Functions for analysing phenotypic screening data, designed to fit in dplyr workflows.
Functions related to plotting and manipulating 96/384 well plates have been moved to the platetools package.
Normalising feature data against negative control values within plates, then scaling features via a z-score, and replace features with 5 principal components.
data %>%
group_by(Metadata_plate_name) %>%
normalise(Metadata_compound, neg_control = "DMSO") %>%
ungroup() %>%
scale_features() %>%
pca(n_components = 5)Average single cell data down to an image mean, then remove redundant feature columns.
data %>%
group_by(Metadata_image_id) %>%
squash(mean) %>%
ungroup() %>%
remove_correlated(threshold = 0.99)
Workflows fit nicely for piping data into ggplot2 for plotting.
data %>%
group_by(Metadata_plate_name) %>%
normalise(Metadata_compound, neg_control = "DMSO") %>%
ungroup() %>%
scale_features() %>%
pca(n_components = 5) %>%
ggplot() +
geom_point(aes(PC1, PC2)) +
theme_minimal()To install from github:
if (!require(devtools)) install.packages("devtools")

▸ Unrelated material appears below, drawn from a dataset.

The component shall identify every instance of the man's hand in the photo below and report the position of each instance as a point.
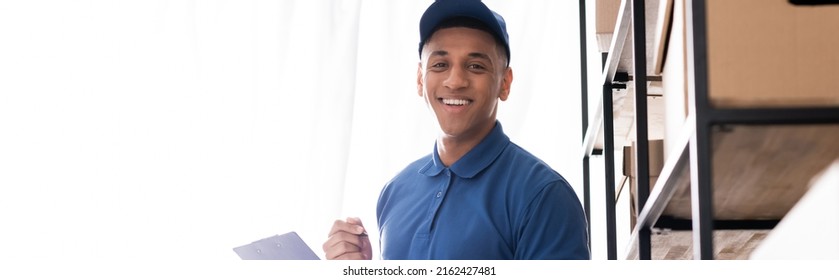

devtools::install_github('Swarchal/phenoScreen')PhenoScreen assumes that metadata and featuredata columns are labelled differently, and that all metadata columns share a common prefix. By default this is Metadata (following CellProfiler convention), though this can be changed globally by changing the settings in options at top of your script after loading phenoScreen.
e.g
library(phenoScreen)
library(dplyr)
options("metadata_prefix") = "New_Metadata_prefix"
# do stuff here
# ...Or, within each function with the metadata_prefix argument.
e.g
data %>%
group_by(Metadata_image_id, metadata_prefix = "New_Metadata_prefix") %>%
squash(mean, metadata_prefix = "New_Metadata_prefix") %>%
ungroup() %>%
remove_correlated(threshold = 0.99, metadata_prefix = "New_Metadata_prefix")N.B: It is also assumed that all columns that do not have the metadata prefix are featuredata, and that all featuredata is numeric.